Skip to content

Substructure Screenouts

Run an optimised Tversky (a=1, b=0, threshold=1.0) substructure screenout. Note that this is not a full substructure (i.e., with subgraph isomorphism) search.

Tip

It's recommended to use RDKitPattern fingerprint type with this kind of searches.

Use the FPSim2Engine.substructure function to run a substructure screenout.

from FPSim2 import FPSim2Engine

fp_filename = 'chembl_35_v0.6.0.h5'
fpe = FPSim2Engine(fp_filename)

query = 'CC(=O)Oc1ccccc1C(=O)O'
results = fpe.substructure(query, n_workers=1)

Use the FPSim2Engine.on_disk_substructure function to run an on disk substructure screenout (much slower but doesn't require loading the entire fingerprint file into memory).

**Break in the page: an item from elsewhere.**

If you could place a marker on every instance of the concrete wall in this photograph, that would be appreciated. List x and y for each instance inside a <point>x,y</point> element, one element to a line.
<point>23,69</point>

from FPSim2 import FPSim2Engine

fp_filename = 'chembl_35_v0.6.0.h5'
fpe = FPSim2Engine(fp_filename, in_memory_fps=False)

query = 'CC(=O)Oc1ccccc1C(=O)O'
results = fpe.on_disk_substructure(query, n_workers=1)

Parallel Processing

The n_workers parameter can be used to split a single query into multiple threads to speed up the search. This is especially useful when searching large datasets.